A new OHE Consulting Report considers the data capabilities in the UK for monitoring medicine use according to indication using real world data.

Although the capabilities for data collection alongside routine clinical practice in the UK is always expanding, one important limitation is the difficulty in assessing medicine use according to what that medicine has been used for, where the medicine has multiple indications. This impedes our ability to monitor uptake, identify variation in access and analyse the value of medicines in routine practice. Moreover, the demand by decision-makers and regulators for ‘real world data’ (data collected outside the context of a clinical trial) is rising, in response to increased reliance on performance-based reimbursement arrangements and adaptive approaches to licensing. This signifies increased evidence requirements in the post-marketing phase, which must be supported by good quality data collection alongside routine clinical practice.
 
This report, commissioned by The Association of the British Pharmaceutical Industry (ABPI), summarises current capabilities for monitoring medicine use by indication across the four countries of the UK, highlighting best practice and outlining the further steps required to improve capabilities.

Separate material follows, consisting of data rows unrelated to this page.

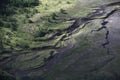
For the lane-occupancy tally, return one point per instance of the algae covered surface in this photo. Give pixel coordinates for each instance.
(60, 40)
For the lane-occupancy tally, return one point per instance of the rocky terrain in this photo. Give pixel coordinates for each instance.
(87, 49)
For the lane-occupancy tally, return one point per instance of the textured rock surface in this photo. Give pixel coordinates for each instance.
(94, 56)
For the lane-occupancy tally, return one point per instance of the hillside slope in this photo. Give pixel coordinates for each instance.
(62, 40)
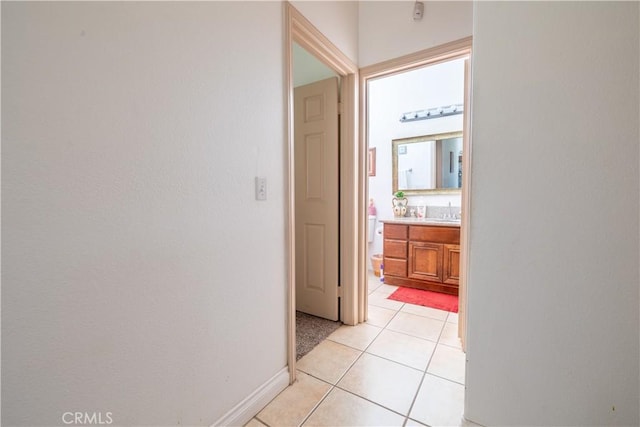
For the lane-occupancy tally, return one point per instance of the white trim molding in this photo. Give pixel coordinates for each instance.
(244, 411)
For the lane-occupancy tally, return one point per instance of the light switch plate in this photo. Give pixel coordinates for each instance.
(261, 188)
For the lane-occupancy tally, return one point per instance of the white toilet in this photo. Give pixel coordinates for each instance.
(372, 228)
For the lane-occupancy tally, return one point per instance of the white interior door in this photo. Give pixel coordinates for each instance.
(316, 197)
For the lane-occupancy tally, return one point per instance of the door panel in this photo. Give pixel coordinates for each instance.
(425, 261)
(316, 194)
(451, 268)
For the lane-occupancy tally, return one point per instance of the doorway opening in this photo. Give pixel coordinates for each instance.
(300, 33)
(413, 89)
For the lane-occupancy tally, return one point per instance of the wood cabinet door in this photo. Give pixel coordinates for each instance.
(451, 264)
(425, 261)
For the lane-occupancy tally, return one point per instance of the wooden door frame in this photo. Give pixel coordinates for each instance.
(446, 52)
(300, 30)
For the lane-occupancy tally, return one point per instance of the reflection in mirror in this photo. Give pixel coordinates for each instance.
(428, 164)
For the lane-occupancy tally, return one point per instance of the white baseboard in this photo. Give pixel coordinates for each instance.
(249, 407)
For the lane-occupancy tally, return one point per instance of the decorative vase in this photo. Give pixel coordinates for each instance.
(399, 206)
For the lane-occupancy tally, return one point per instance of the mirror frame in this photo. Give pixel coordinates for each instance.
(394, 158)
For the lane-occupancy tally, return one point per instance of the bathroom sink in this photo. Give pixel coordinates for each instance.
(442, 219)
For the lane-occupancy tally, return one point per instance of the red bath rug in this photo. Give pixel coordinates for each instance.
(426, 298)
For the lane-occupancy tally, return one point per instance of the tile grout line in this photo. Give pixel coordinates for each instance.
(334, 386)
(415, 397)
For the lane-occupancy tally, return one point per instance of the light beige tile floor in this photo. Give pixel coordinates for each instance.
(403, 367)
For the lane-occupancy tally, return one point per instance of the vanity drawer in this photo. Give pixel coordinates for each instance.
(395, 267)
(395, 231)
(436, 234)
(395, 248)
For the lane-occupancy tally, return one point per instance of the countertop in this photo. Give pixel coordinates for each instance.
(422, 221)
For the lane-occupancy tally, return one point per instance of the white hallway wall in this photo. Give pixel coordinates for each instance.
(128, 209)
(553, 281)
(542, 313)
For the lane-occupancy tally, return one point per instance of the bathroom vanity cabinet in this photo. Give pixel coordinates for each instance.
(423, 255)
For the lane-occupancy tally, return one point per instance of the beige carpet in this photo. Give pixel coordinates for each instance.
(310, 331)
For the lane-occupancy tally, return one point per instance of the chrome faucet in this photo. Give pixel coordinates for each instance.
(449, 215)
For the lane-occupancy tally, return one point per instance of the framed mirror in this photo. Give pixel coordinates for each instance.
(427, 164)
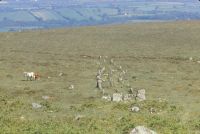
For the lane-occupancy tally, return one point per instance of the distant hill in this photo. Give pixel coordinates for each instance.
(23, 14)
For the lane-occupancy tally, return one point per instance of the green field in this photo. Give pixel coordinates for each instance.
(155, 55)
(71, 14)
(46, 15)
(17, 16)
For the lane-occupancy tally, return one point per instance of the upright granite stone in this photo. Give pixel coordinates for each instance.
(117, 97)
(140, 96)
(142, 130)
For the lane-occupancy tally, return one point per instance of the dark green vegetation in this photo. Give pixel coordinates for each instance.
(156, 56)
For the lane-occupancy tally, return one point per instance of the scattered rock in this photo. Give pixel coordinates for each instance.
(107, 98)
(45, 97)
(22, 118)
(152, 110)
(117, 97)
(135, 109)
(71, 87)
(128, 97)
(60, 74)
(36, 105)
(142, 130)
(141, 95)
(78, 117)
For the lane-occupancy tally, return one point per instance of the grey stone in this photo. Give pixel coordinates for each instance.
(107, 98)
(128, 97)
(36, 105)
(142, 130)
(117, 97)
(135, 109)
(45, 97)
(141, 95)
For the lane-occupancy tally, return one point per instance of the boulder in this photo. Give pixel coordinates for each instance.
(135, 109)
(128, 97)
(107, 98)
(36, 105)
(142, 130)
(140, 96)
(117, 97)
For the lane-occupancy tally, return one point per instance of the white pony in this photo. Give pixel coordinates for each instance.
(29, 76)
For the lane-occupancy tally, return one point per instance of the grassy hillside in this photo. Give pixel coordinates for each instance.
(156, 56)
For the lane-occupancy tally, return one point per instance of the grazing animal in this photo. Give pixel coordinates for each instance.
(30, 76)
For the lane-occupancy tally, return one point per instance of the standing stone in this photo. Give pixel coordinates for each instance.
(141, 95)
(128, 97)
(36, 105)
(135, 109)
(117, 97)
(107, 98)
(142, 130)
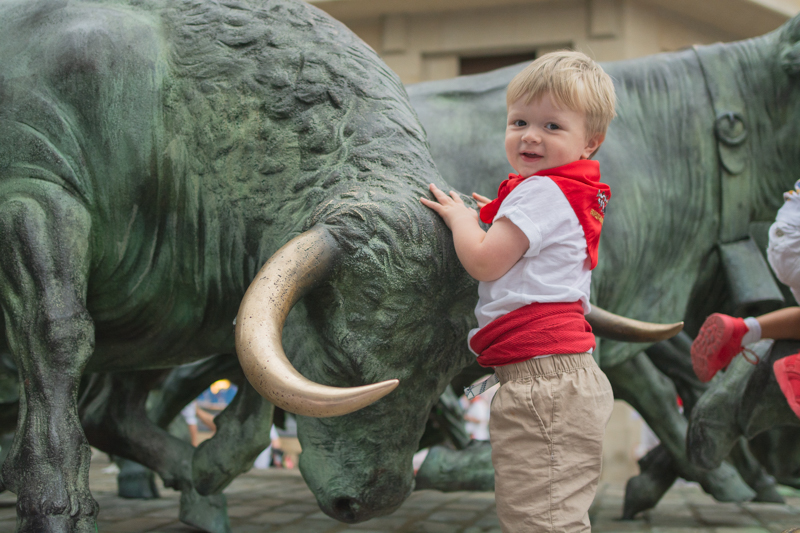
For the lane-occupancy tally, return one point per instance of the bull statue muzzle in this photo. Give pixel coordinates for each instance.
(298, 266)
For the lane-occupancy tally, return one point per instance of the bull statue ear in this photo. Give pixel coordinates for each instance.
(790, 47)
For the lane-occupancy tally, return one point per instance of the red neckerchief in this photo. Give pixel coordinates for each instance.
(579, 181)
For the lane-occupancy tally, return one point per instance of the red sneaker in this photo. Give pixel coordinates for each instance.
(787, 372)
(719, 341)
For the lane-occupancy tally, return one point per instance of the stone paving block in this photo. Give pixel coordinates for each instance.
(457, 517)
(741, 530)
(177, 527)
(488, 522)
(384, 523)
(305, 527)
(435, 527)
(680, 530)
(620, 526)
(782, 525)
(137, 525)
(275, 517)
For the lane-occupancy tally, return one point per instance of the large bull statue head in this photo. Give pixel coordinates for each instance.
(370, 321)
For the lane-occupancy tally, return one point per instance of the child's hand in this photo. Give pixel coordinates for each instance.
(482, 200)
(450, 208)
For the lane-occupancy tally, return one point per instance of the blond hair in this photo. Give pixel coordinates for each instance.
(573, 81)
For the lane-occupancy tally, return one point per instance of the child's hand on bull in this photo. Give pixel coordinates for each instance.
(482, 200)
(450, 207)
(485, 255)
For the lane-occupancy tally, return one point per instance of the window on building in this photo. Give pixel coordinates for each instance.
(478, 64)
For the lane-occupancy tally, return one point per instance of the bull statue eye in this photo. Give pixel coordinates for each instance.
(730, 128)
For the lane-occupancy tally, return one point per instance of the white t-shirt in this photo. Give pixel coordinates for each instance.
(556, 266)
(783, 251)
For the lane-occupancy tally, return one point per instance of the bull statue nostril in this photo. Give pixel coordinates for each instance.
(346, 509)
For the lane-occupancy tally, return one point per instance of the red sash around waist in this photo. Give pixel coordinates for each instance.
(532, 330)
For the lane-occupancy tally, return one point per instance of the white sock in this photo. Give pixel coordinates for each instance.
(753, 331)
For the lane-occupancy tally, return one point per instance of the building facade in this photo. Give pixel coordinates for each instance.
(436, 39)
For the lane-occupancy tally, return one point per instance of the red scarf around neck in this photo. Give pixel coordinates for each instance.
(580, 183)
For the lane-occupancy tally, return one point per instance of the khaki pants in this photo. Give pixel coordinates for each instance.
(547, 424)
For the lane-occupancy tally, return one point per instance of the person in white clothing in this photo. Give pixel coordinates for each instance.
(723, 337)
(534, 267)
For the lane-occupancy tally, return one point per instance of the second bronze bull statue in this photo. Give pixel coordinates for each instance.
(153, 155)
(704, 143)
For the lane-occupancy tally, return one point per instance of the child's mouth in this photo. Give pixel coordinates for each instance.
(529, 156)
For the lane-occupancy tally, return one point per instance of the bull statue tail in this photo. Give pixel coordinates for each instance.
(618, 328)
(298, 266)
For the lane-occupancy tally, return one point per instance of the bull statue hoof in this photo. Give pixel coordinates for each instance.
(643, 492)
(713, 428)
(451, 470)
(135, 482)
(207, 513)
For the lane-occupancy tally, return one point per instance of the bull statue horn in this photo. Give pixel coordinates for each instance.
(294, 269)
(618, 328)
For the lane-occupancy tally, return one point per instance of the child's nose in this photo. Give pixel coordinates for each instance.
(530, 135)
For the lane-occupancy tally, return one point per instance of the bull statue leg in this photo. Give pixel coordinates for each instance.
(242, 434)
(673, 358)
(638, 382)
(116, 422)
(745, 400)
(44, 265)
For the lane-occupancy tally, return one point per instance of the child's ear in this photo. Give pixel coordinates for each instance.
(593, 145)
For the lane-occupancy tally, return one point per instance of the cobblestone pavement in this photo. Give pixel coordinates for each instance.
(278, 501)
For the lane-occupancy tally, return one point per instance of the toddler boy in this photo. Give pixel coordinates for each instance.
(722, 337)
(534, 266)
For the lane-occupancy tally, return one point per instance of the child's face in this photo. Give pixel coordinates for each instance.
(540, 135)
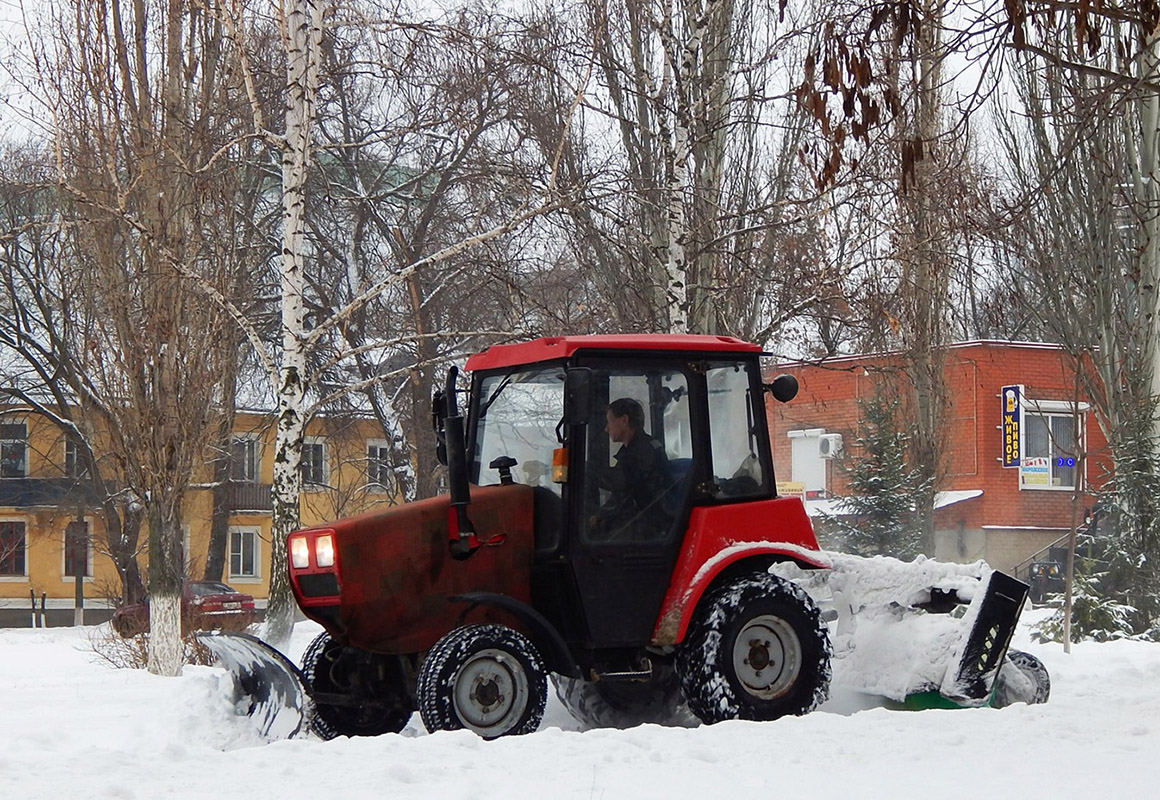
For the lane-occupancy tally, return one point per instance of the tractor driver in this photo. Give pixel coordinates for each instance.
(637, 481)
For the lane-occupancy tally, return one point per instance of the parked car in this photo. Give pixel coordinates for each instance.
(205, 605)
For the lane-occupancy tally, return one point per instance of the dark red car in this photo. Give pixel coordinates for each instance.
(205, 605)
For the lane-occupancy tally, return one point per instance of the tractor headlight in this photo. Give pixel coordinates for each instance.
(299, 552)
(324, 551)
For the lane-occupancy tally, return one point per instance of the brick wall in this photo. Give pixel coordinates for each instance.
(974, 375)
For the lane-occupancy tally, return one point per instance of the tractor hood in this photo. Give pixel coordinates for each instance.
(392, 579)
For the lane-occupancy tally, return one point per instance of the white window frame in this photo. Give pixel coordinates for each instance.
(375, 482)
(72, 465)
(245, 577)
(316, 486)
(17, 579)
(807, 473)
(1050, 408)
(88, 557)
(256, 463)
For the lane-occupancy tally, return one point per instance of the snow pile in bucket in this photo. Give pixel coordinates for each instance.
(882, 644)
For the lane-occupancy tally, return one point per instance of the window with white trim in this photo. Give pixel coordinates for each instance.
(244, 458)
(378, 465)
(313, 464)
(245, 552)
(13, 548)
(1050, 449)
(78, 550)
(74, 460)
(807, 467)
(13, 450)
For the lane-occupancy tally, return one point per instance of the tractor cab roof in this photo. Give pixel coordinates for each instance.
(552, 348)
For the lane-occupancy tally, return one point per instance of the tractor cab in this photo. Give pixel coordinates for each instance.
(618, 443)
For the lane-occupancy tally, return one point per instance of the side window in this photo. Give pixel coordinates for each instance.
(313, 464)
(13, 550)
(13, 450)
(639, 455)
(517, 420)
(737, 465)
(77, 550)
(244, 552)
(378, 465)
(1049, 450)
(244, 459)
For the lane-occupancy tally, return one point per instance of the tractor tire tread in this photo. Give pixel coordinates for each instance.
(704, 659)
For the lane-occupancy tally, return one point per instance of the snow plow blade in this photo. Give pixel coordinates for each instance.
(922, 634)
(986, 645)
(268, 688)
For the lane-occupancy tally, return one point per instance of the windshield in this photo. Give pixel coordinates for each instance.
(519, 414)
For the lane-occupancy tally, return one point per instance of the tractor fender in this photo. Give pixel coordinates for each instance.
(551, 645)
(747, 557)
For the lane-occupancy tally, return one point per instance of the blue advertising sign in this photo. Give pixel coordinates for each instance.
(1013, 421)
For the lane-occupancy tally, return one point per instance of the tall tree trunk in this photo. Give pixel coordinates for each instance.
(302, 29)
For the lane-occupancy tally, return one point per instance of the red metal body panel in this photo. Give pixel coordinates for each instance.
(564, 347)
(723, 535)
(396, 571)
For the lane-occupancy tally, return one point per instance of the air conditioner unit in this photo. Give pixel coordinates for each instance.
(829, 445)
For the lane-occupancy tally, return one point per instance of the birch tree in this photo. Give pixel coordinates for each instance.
(304, 27)
(1081, 146)
(142, 135)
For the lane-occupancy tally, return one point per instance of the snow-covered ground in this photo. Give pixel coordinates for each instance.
(71, 727)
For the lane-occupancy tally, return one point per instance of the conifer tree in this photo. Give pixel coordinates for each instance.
(883, 487)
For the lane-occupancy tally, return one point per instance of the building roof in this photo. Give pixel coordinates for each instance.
(551, 348)
(831, 361)
(834, 507)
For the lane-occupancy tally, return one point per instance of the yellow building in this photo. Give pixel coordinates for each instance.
(51, 525)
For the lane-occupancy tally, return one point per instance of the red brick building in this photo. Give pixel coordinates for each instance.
(985, 510)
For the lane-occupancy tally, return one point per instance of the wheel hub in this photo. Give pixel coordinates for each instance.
(767, 656)
(491, 692)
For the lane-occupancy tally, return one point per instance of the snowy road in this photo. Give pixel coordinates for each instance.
(72, 727)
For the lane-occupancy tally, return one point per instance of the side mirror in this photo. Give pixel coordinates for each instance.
(439, 413)
(783, 388)
(578, 392)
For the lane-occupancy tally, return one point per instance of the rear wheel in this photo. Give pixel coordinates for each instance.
(370, 689)
(755, 651)
(1022, 678)
(487, 678)
(624, 704)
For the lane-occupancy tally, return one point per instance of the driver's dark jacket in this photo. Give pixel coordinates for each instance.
(637, 481)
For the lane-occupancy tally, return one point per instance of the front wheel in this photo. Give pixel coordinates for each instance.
(356, 692)
(1022, 678)
(755, 651)
(487, 678)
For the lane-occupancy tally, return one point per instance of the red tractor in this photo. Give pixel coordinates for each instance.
(611, 523)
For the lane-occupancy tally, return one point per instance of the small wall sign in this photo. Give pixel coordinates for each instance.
(1012, 424)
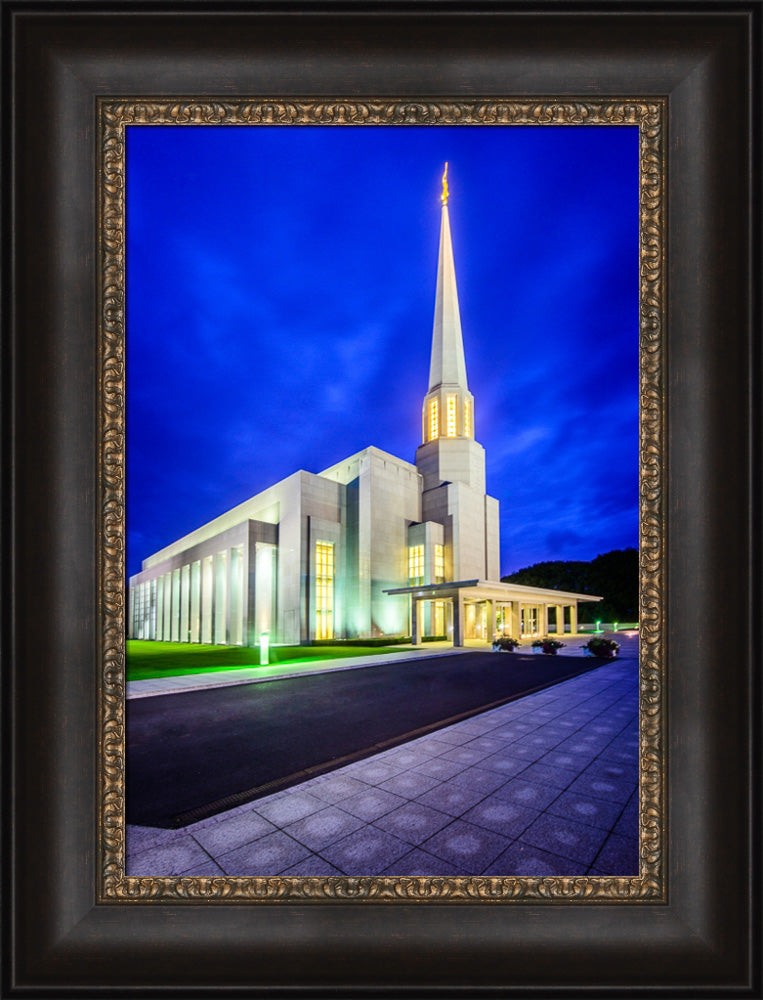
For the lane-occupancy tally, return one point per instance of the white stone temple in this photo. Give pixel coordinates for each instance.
(373, 546)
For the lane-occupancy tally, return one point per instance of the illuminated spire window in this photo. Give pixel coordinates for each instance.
(451, 427)
(434, 419)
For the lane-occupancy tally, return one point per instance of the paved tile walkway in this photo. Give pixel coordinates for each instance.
(546, 785)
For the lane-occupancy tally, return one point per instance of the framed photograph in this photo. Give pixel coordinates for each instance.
(180, 484)
(431, 765)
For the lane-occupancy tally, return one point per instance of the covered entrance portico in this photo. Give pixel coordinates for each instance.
(481, 610)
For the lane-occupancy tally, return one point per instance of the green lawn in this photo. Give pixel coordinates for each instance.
(146, 660)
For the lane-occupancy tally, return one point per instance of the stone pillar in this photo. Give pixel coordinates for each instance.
(459, 624)
(516, 620)
(491, 621)
(415, 621)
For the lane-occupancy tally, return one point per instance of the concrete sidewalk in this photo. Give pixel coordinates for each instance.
(545, 785)
(305, 668)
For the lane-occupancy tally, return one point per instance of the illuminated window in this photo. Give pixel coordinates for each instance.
(451, 416)
(434, 421)
(324, 590)
(439, 564)
(438, 623)
(416, 564)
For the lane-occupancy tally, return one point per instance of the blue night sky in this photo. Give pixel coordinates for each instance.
(280, 298)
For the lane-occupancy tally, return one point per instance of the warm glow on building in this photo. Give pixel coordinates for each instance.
(451, 416)
(416, 564)
(324, 590)
(439, 564)
(434, 421)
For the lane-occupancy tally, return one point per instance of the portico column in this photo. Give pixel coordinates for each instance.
(415, 622)
(491, 621)
(458, 620)
(516, 623)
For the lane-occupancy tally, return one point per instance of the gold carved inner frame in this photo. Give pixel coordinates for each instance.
(114, 115)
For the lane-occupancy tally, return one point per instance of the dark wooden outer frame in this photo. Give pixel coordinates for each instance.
(59, 59)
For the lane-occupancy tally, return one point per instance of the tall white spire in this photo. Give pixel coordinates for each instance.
(447, 365)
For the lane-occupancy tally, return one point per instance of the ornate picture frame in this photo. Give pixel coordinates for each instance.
(115, 116)
(64, 933)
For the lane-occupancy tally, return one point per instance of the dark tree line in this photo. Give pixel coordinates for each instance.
(612, 575)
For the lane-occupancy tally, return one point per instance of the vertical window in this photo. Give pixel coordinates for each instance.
(416, 564)
(324, 590)
(451, 426)
(439, 564)
(434, 421)
(438, 625)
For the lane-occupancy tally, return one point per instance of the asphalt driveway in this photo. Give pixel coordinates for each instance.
(194, 754)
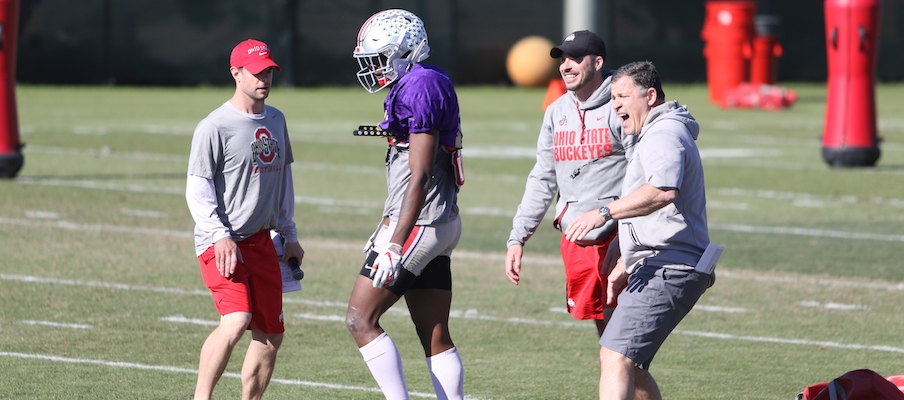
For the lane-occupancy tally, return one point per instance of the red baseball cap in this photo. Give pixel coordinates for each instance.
(252, 55)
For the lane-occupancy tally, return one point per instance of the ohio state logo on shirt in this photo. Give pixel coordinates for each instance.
(264, 147)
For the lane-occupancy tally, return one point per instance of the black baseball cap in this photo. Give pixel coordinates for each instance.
(579, 44)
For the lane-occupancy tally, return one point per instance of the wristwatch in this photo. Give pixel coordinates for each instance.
(604, 212)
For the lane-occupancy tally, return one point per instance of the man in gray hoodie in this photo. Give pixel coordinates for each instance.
(580, 155)
(662, 232)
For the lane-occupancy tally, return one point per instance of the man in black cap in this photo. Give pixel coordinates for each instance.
(580, 156)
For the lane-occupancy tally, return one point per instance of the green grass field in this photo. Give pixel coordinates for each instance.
(100, 297)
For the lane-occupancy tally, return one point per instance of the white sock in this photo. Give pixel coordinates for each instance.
(448, 375)
(385, 364)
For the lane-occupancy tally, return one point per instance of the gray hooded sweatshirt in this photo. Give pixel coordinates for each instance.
(580, 155)
(666, 157)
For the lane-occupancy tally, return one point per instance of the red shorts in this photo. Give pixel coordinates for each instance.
(585, 288)
(256, 286)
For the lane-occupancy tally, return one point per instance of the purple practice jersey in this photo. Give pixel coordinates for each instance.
(423, 100)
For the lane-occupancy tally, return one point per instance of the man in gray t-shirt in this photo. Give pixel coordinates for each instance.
(239, 187)
(662, 232)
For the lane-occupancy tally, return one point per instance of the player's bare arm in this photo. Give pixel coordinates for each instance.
(513, 263)
(422, 149)
(643, 201)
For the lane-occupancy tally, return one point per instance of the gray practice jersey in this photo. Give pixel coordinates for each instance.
(245, 156)
(423, 100)
(580, 155)
(666, 156)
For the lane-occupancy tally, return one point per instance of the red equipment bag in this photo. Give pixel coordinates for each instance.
(861, 384)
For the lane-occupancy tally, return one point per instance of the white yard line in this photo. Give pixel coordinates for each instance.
(57, 324)
(473, 314)
(166, 368)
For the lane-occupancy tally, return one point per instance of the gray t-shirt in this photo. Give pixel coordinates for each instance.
(245, 156)
(666, 157)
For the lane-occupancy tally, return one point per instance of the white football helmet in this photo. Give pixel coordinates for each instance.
(389, 43)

We found that, whilst in no country are prescriptions routinely issued with an attached diagnosis, the data linkage capabilities to infer this are the most advanced in England. However, data analysis is based on inferences and coverage is limited. In Wales, Scotland and Northern Ireland, lack of hospital prescription data poses an important barrier for the assessment of medicine use by indication, with limited primary care diagnostic data posing further difficulties in Scotland and Northern Ireland. The report highlights upcoming initiatives that may alter this landscape, describes three promising local programmes that demonstrate opportunities for expanding capabilities, and makes a series of policy recommendations.